There it is in black and white, THE WAR ON CASH IS REAL and credit card companies are hard at work trying to destroy currency!

Back to EMV's; just how secure are "smart" credit cards? According to recent studies EVM "smart" cards are vulnerable to hacking.

Norton Security says that this year 70% of credit cards will be vulnerable to digital pick pocketing.

Researchers have proven "smart" cards are more vulnerable to hacking than banks want you to know:

"I would walk up to you and I might stand like this on the train, Ok and boom, I have your credit card," said David Bryan. 

Bryan, a security specialist at Chicago's Trustwave, used a device in his backpack to read account numbers and expiration dates - all from cards which I think are safely tucked away in my wallet.

"They have everything in just a few seconds," Bryan said. "The card sends data back to the device, right. So that means it's wireless, so if it's wireless, it can be read through clothing."
 
"The equipment is easily found online but only works on cards with this wireless symbol or cards enabled with "Radio Frequency ID" , "Near Field Communications", "Blink" or "Paypass" technology. As you can see, the device only has to get within 6 inches of the card.
 
‘The technology is high-frequency RFID,’ Mr Bryan said.
 
‘It uses 13.56 Mhz to communicate with the card and the reader.
 
‘In this instance, I used low power Embedded Linux Computer, and an easily purchasable RFID reader.

Researchers at a recent "blackhat conference" revealed more vulnerabilities:

“With just a mobile phone we created a POS terminal that could read a card through a wallet,” Martin Emms, lead researcher of the project said.

“All the checks are carried out on the card rather than the terminal so at the point of transaction, there is nothing to raise suspicions. By pre-setting the amount you want to transfer, you can bump your mobile against someone’s pocket or swipe your phone over a wallet left on a table and approve a transaction."

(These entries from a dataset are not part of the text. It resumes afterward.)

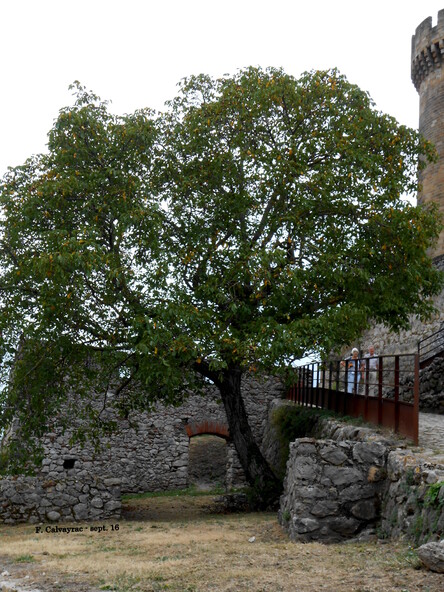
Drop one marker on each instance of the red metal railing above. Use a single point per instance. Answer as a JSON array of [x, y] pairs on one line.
[[383, 390]]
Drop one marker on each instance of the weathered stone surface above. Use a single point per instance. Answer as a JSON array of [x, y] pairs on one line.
[[432, 555]]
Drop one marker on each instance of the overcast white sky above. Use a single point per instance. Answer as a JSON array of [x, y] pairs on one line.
[[134, 52]]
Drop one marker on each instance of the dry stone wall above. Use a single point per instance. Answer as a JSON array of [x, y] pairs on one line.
[[33, 499], [149, 452], [355, 483]]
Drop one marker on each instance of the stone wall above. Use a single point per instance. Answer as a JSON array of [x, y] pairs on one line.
[[149, 452], [33, 499], [413, 503], [355, 484]]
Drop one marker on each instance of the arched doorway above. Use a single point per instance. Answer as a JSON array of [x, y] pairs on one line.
[[207, 463]]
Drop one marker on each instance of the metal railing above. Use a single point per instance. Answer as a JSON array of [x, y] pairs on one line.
[[383, 390], [431, 346]]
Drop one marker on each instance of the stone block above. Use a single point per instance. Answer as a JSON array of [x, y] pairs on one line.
[[80, 511], [432, 555], [53, 516], [343, 476], [333, 455], [364, 510]]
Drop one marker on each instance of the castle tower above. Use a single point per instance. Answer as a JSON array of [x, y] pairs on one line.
[[428, 78]]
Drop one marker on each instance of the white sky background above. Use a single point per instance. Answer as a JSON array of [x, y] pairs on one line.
[[134, 52]]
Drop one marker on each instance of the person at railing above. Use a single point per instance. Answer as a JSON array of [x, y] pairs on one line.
[[352, 371], [370, 363]]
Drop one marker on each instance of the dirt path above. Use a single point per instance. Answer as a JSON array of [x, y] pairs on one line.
[[178, 544]]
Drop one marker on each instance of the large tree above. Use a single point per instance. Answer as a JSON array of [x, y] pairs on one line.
[[258, 219]]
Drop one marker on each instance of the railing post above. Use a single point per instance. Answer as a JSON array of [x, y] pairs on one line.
[[324, 365], [396, 394], [366, 387], [338, 370], [416, 403], [380, 377]]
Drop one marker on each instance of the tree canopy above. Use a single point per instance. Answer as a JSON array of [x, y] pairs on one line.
[[258, 219]]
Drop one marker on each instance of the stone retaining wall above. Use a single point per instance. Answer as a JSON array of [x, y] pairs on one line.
[[33, 499], [355, 484]]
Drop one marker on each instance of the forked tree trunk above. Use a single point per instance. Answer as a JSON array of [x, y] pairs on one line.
[[266, 486]]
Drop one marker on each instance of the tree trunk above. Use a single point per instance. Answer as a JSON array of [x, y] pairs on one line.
[[266, 486]]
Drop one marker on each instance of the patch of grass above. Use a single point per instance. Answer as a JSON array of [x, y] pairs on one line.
[[432, 495], [292, 422], [24, 559]]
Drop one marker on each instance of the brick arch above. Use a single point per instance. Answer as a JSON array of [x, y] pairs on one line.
[[215, 428]]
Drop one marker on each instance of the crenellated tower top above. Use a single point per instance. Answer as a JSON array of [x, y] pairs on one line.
[[428, 78]]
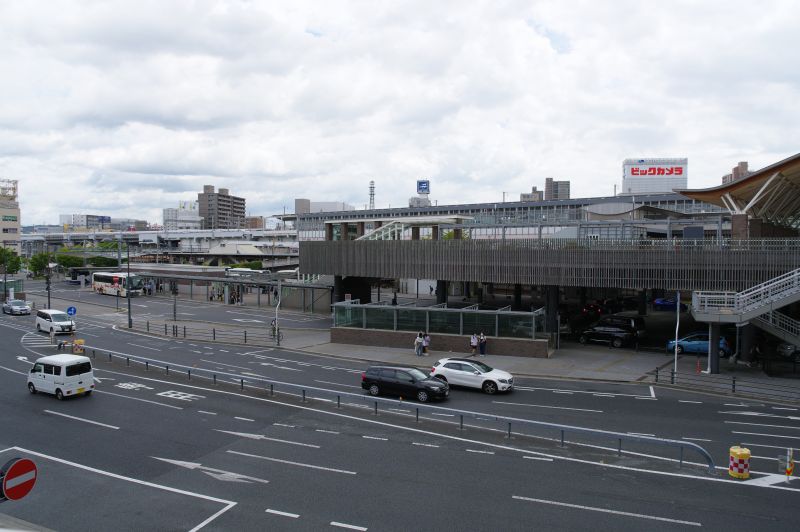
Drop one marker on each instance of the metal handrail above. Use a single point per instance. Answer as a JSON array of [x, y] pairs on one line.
[[264, 382]]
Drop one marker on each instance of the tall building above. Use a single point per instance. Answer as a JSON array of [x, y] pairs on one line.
[[534, 195], [654, 176], [739, 171], [555, 189], [9, 214], [186, 216], [220, 210]]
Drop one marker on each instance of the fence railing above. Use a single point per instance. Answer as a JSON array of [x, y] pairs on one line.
[[727, 384], [272, 387]]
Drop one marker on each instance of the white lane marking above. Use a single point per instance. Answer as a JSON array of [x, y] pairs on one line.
[[607, 511], [138, 399], [145, 347], [338, 384], [769, 446], [289, 462], [704, 478], [82, 419], [547, 406], [228, 504], [770, 435], [763, 425], [351, 527]]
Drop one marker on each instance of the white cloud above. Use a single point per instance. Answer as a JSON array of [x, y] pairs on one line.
[[128, 107]]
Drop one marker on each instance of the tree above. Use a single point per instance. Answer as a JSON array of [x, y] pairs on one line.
[[38, 263], [10, 261]]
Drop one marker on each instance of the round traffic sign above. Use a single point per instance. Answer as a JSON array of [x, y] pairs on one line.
[[19, 476]]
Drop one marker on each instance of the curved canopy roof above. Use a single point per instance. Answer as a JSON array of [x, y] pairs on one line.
[[772, 193]]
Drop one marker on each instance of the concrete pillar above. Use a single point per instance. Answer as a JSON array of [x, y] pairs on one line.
[[517, 302], [441, 292], [641, 305], [713, 347], [551, 309], [747, 337], [338, 289]]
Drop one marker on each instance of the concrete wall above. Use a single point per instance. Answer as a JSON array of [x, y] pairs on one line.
[[459, 345]]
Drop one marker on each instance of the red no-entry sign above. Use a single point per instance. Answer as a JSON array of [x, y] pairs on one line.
[[18, 476]]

Transactions took less than a second to be approved.

“This lends itself to multiple attackers across the world collecting small transactions of perhaps €200 at a time for a central rogue merchant who could be located anywhere in the world,” Emms notes. “This previously undocumented flaw around foreign currency, combined with the lack of POS terminal authentication and the ease of skimming contactless credit cards, makes the system more vulnerable to high-value attacks.”

Click here to read the "Chip and Skim: cloning EMV cards with the pre-play attack" report.

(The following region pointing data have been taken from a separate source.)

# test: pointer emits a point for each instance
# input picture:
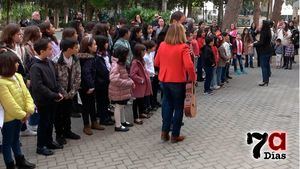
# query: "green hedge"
(147, 14)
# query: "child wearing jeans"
(278, 51)
(149, 64)
(46, 93)
(17, 105)
(120, 87)
(289, 54)
(140, 76)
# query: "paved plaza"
(216, 138)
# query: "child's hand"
(25, 118)
(61, 97)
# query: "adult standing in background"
(265, 50)
(35, 19)
(174, 61)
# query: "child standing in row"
(278, 51)
(18, 106)
(120, 88)
(46, 92)
(149, 64)
(140, 76)
(103, 66)
(88, 49)
(69, 78)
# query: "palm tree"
(232, 11)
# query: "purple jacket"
(141, 78)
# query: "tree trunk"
(56, 18)
(232, 11)
(89, 12)
(256, 12)
(190, 8)
(8, 11)
(164, 5)
(47, 12)
(220, 12)
(66, 14)
(184, 6)
(270, 8)
(276, 15)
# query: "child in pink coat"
(120, 88)
(142, 82)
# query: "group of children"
(96, 70)
(88, 72)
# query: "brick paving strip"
(216, 138)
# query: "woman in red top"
(201, 42)
(175, 67)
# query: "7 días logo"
(273, 140)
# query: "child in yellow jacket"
(18, 106)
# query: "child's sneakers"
(28, 132)
(237, 72)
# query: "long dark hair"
(246, 36)
(31, 33)
(101, 41)
(86, 42)
(266, 30)
(7, 35)
(121, 53)
(145, 31)
(44, 27)
(134, 31)
(137, 52)
(100, 29)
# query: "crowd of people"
(98, 66)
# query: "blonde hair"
(175, 34)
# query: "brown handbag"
(190, 104)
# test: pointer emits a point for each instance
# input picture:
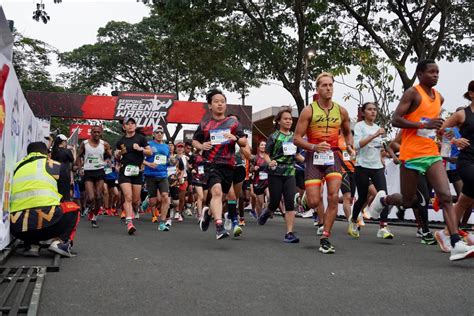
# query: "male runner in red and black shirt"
(217, 137)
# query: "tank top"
(417, 143)
(94, 156)
(325, 127)
(467, 132)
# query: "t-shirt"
(369, 155)
(223, 150)
(131, 156)
(160, 156)
(280, 148)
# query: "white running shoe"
(444, 240)
(227, 222)
(376, 207)
(461, 251)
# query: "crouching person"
(36, 211)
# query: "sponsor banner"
(147, 108)
(83, 130)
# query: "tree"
(406, 30)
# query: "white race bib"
(200, 169)
(217, 136)
(323, 159)
(289, 149)
(346, 156)
(171, 170)
(426, 133)
(131, 171)
(160, 159)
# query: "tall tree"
(407, 31)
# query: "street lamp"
(309, 53)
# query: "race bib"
(131, 171)
(217, 136)
(171, 170)
(426, 133)
(323, 159)
(200, 169)
(160, 159)
(289, 149)
(346, 156)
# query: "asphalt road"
(188, 272)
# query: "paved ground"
(186, 271)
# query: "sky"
(75, 23)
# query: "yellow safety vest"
(33, 186)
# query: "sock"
(454, 239)
(232, 209)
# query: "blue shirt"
(160, 156)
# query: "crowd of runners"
(218, 177)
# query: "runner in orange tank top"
(418, 116)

EMV credit card terminals are also vulnerable to being hacked:

Two security researchers showed how easily criminals could take control of a shop owner's credit card terminals -- even if the shop uses the latest chip-and-PIN machines. 

Those terminals are supposed to be safe, because they encrypt your PIN as you type it and don't store your credit card's data. But MWR Labs researchers found that a hacker could easily tell the machines to do the opposite. 

Hacking the terminals is virtually undetectable. Turning the machine off erases all evidence that the hack ever even happened.

Keep this in mind when banks have FORCED everyone to use EMV "smart" credit cards.